I've come across an exercise like this in my discrete maths textbook (Grimaldi), and I'm thoroughly stumped.
Suppose $A = \left\{1, 2,...,n\right\}$ and $B = \left\{1, 2,...,m\right\}$ where $n \gt m$.
How do you count the number of functions $f: A \rightarrow B$ satisfying $|f(A)| = x$ for some fixed non-negative integer $x \lt m$.
My confusion stems from $|f(A)| = x$. What exactly is the cardinality of a function applied to a set? For that matter, what would $|f(1)|$ be?
Hint: Let's consider the case where $x=m=5$. Once you understand this case, the rest will (hopefully) follow.
There are $5^m$ functions $f:A\rightarrow B$, but not all of these are surjective, so we have over-counted.
Each non-surjective function is missing at least one element of $B$. Let $B_1\subseteq B$ such that $|B_1|=4$. There are $4^n$ functions to $B_1$. Since there are $5$ elements of $B$ that could be removed, so this accounts for $5\cdot 4^n$ functions. However, we've over-counted again because functions which are not surjections onto $B_1$ are also counted twice.
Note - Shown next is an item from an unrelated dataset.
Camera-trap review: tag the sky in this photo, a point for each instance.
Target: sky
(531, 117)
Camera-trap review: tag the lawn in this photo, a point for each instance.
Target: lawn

Let $B_2$ be a subset of $B$ of cardinality $3$. We must add these functions back. Since there are $\begin{pmatrix}5\\2\end{pmatrix}$ such subsets, we must add back $\begin{pmatrix}5\\2\end{pmatrix}3^n$ functions. This is adding back too many functions again!
For subsets of cardinality $2$, there are $\begin{pmatrix}5\\3\end{pmatrix}2^n$ functions to sets of cardinality $2$. This is subtracting too many functions.
We are left with the functions to sets of cardinality $1$, but these are just the constant functions, so there's only $5$ of these.
Summarizing, the number of functions is $$ 5^n-\begin{pmatrix}5\\4\end{pmatrix}4^n+\begin{pmatrix}5\\3\end{pmatrix}3^n-\begin{pmatrix}5\\2\end{pmatrix}2^n+\begin{pmatrix}5\\1\end{pmatrix} $$
Now, generalize, generalize, generalize!